Most TV and movie fans are aware of the WGA writers strike – and they’re starting to get a bit worried it’ll impact their favorite content.
That’s perhaps the key takeaway from a new Whip Media survey looking at consumer awareness of the strike.
Here’s what you need to know:
Whip Media fielded its survey to active users of the TV Time app between May 12-15. The survey had 4,839 total respondents from the U.S. and France, Italy, Germany, Spain and the United Kingdom; 1,420 of those respondents were Americans.
A vast majority – 83% of American respondents – said they were aware of the writers strike. That’s a sizable chunk, even when considering TV Time users tend to be big TV and movie fans and are more likely to stay up-to-date on the latest industry news.
Most viewers are also starting to worry the writers strike could be disruptive to their viewing activity later this year. Overall, 60% of American respondents said they think the strike will be “somewhat” or “very disruptive” to their favorite shows and movies, when asked on a 1-5 scale to score how concerned they are. (A score of 5 equaled “very disruptive.)

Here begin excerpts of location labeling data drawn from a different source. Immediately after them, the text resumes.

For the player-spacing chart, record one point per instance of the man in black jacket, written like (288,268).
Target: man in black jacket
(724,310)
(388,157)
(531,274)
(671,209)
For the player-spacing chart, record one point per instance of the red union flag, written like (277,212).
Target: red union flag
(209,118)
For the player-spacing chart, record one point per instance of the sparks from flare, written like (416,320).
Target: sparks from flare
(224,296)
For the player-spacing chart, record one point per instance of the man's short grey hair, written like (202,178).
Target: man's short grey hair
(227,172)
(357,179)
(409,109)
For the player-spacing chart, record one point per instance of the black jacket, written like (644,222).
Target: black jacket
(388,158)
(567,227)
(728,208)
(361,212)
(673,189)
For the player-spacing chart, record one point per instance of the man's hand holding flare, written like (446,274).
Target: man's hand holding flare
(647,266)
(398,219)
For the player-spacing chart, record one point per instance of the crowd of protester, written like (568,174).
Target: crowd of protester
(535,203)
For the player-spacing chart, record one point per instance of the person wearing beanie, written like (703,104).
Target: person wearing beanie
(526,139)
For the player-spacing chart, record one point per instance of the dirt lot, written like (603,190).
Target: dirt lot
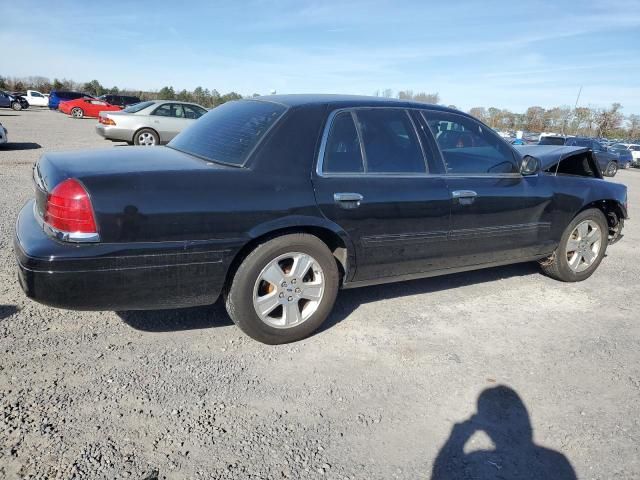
(376,394)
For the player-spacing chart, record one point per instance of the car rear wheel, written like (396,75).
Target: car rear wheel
(284,289)
(581,249)
(146,137)
(612,169)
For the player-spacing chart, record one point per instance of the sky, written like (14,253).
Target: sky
(507,54)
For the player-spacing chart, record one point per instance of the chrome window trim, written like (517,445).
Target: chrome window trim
(327,131)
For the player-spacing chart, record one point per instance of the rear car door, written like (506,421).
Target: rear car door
(374,178)
(497,214)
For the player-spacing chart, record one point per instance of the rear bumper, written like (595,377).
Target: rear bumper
(114,133)
(123,276)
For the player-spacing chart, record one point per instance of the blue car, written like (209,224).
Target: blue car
(57,96)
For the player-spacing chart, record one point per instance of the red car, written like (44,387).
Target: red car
(86,107)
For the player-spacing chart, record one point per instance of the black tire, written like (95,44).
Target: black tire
(145,132)
(612,169)
(557,266)
(239,294)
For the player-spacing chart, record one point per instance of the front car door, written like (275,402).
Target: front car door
(497,215)
(374,179)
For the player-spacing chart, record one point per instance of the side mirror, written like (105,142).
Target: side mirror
(530,165)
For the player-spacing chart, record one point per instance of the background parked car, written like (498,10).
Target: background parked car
(35,98)
(149,123)
(86,107)
(632,148)
(57,96)
(9,101)
(3,135)
(120,100)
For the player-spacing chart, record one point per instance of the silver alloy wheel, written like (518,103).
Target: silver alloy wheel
(583,245)
(146,138)
(288,290)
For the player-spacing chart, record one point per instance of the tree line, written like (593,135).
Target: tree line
(607,122)
(584,121)
(202,96)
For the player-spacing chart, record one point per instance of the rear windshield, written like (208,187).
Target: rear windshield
(70,95)
(137,107)
(579,142)
(551,141)
(228,133)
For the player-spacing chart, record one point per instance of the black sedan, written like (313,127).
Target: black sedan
(277,203)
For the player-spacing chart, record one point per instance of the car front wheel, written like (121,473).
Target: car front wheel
(581,249)
(146,137)
(284,289)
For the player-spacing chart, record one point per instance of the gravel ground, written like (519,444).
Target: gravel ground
(376,394)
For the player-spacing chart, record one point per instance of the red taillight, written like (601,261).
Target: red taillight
(69,208)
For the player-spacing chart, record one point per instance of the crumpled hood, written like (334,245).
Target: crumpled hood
(548,155)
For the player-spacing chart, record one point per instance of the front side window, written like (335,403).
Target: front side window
(192,112)
(342,151)
(230,132)
(390,142)
(468,147)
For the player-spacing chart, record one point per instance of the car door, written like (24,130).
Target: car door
(5,101)
(497,214)
(373,181)
(168,120)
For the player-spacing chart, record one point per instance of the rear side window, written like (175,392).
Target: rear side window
(390,142)
(342,152)
(468,147)
(137,107)
(230,132)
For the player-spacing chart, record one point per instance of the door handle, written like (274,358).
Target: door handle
(464,197)
(348,200)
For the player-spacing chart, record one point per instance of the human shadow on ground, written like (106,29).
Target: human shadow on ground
(502,415)
(348,300)
(7,311)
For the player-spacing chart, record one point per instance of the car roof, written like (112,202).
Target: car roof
(337,100)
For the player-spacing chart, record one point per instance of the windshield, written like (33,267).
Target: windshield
(136,107)
(228,133)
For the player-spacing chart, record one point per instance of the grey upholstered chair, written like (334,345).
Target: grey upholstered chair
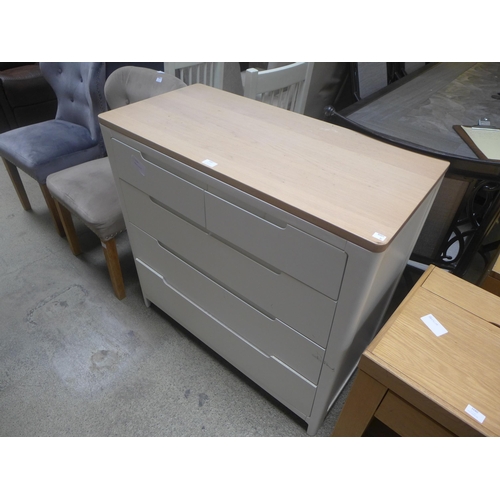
(88,190)
(71,138)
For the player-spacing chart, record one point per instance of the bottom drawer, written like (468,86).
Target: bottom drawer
(293,390)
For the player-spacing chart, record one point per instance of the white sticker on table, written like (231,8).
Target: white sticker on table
(475,414)
(209,163)
(434,325)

And along those same lines, 72% of U.S. respondents said they would be “somewhat upset” or “very upset” if new movies and shows were delayed for several months by the strike.
How respondents would react to major content delays is also worth looking at. Interestingly, 12% said they would watch more reality shows, news or sports to fill the gap, while 16% said they would just watch less content in general. (As you might expect, most respondents – 81% – said they’d go back and watch shows and movies they’ve been meaning to watch already.) But one important factor that differentiates this strike from the 2008 strike is the range of internet content that’s now available – which gives TV and movie fans more options to scratch their entertainment itch.

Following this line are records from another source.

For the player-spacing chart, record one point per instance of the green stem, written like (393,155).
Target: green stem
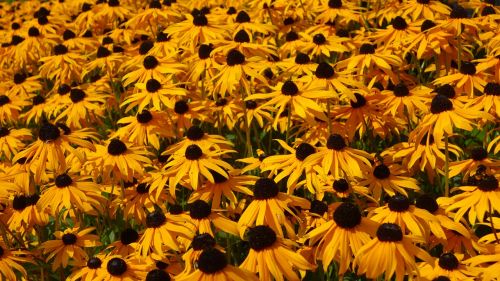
(446,167)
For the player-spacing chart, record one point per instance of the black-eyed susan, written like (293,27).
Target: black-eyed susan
(294,96)
(339,159)
(121,268)
(269,207)
(399,210)
(51,147)
(204,219)
(425,9)
(127,243)
(234,76)
(390,253)
(342,237)
(223,187)
(443,117)
(478,199)
(10,107)
(478,156)
(69,244)
(11,140)
(11,262)
(62,67)
(212,265)
(271,256)
(292,167)
(390,179)
(146,128)
(450,265)
(118,160)
(67,192)
(194,161)
(154,94)
(162,232)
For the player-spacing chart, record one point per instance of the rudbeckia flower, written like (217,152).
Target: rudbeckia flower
(390,253)
(450,265)
(203,218)
(54,142)
(268,207)
(339,159)
(162,232)
(342,237)
(145,128)
(68,192)
(425,9)
(223,186)
(120,268)
(390,179)
(88,271)
(271,256)
(292,167)
(68,245)
(10,262)
(127,243)
(194,161)
(478,200)
(443,117)
(294,96)
(11,140)
(153,94)
(212,265)
(63,66)
(118,160)
(399,210)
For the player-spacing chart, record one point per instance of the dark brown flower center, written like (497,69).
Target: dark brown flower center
(63,180)
(144,117)
(116,147)
(319,39)
(94,263)
(304,150)
(129,236)
(242,17)
(347,215)
(265,188)
(116,267)
(69,239)
(289,88)
(77,95)
(261,237)
(155,219)
(203,241)
(318,207)
(324,71)
(440,104)
(150,62)
(399,203)
(234,57)
(428,203)
(389,232)
(212,261)
(448,261)
(181,107)
(335,142)
(195,133)
(199,209)
(157,275)
(366,49)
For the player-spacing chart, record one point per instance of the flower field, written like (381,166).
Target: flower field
(249,140)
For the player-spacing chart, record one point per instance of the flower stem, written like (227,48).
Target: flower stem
(490,213)
(446,167)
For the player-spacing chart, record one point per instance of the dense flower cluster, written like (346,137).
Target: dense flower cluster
(249,140)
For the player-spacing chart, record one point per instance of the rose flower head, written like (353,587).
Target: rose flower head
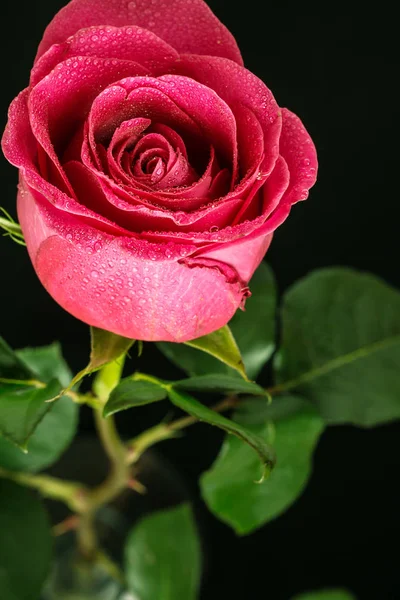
(154,168)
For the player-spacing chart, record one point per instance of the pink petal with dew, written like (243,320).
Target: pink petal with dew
(125,43)
(130,287)
(188,25)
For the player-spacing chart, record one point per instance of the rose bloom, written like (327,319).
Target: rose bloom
(154,167)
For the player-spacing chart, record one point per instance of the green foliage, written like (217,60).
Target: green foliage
(221,345)
(162,556)
(219,382)
(53,427)
(25,543)
(203,413)
(106,347)
(336,594)
(130,393)
(341,346)
(22,408)
(228,488)
(253,330)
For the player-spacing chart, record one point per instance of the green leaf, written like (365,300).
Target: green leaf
(203,413)
(57,429)
(25,543)
(163,558)
(336,594)
(106,347)
(228,487)
(341,346)
(221,345)
(11,367)
(219,382)
(253,330)
(22,408)
(47,363)
(51,437)
(130,393)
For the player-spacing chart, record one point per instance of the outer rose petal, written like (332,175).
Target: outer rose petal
(189,26)
(132,288)
(298,150)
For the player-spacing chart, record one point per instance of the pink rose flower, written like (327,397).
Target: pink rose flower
(154,167)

Among U.S. respondents, 24% said they would watch more internet-based content creators (via TikTok, YouTube, and Twitch, to name a few examples) if the production and release of new content is significantly delayed. This is fairly steady across Western Europe, too, with about 21% of British respondents saying they would turn to internet creators if their favorite shows and movies are behind schedule.
And as you might’ve guessed, this figure increases when looking at younger viewers. For Americans between the ages of 18-34, 34% of respondents said they would just watch more internet content if there are major production/release delays.
Let’s hope, for the legion of TV and movie fans around the world, that doesn’t turn out to be the case.